About

 

Mia Thom (b.1995) is a Cape Town based, interdisciplinary artist. In 2017, she graduated from the Michaelis School of Fine Art (UCT) with a BAFA (Hons) with distinction. She has taken part in several group exhibition and festivals, most notably the Dakar Biennale (19 May-21 June 2022). This month her work is included in group exhibition “The Invisible Thread,” curated by Swain Hoogervorst at the AVA Gallery, CPT.

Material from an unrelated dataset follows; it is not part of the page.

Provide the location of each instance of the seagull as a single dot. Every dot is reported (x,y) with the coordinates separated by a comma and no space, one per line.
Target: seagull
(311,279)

Her work is informed by researchers who recognise the ways in which sound can alter the perspectives we hold of objects, spaces and experiences. Thom’s practice, which explores a relationship between photography, performance, music and sound, delves into experiences of speculative realism – a philosophical way of thinking that does not rely on only one framework for reality. It attempts to make us “think beyond the limits of what we, as human beings, were long considered able to think, speculating instead about the nature of the non-human and what such thinking might provide for the many issues we face in our contemporary moment” (Beier & Wallen, 2017:149). Thom’s interest in the voice reflects ethical, poetic and psychological concerns.

Thom proposes an ethical listening, to voices and bodies, human and nonhuman. To perceive space and site through its sonic possibilities and engage with visual mediums through practices of sound-making or listening (Voegelin, 2014). 

Thom also works as a photographer documenting artwork and exhibitions. She is currently completing an undergraduate degree in Psychology (UCT). Her studio is situated at Side Street Studios, Woodstock.

References:

Jessie Beier and Jason Walden. 2017. “Sound without Organs: Inhuman Refrains and the Speculative Potential of a Cosmos-Without-Us” in Sonic Thinking: A Media Philosophical Approach. (ed.) Bernd Herzogenrath. Bloomsbury Academic: New York. 135-158 

Brandon Labelle. 2018. Sonic Agency: Sound and Emergent Forms of Resistance. MIT Press: Cambridge, Massachusetts. 

Salome Voegelin. 2014. Sonic Possible Worlds: Hearing the Continuum of Sound. Bloomsbury: London.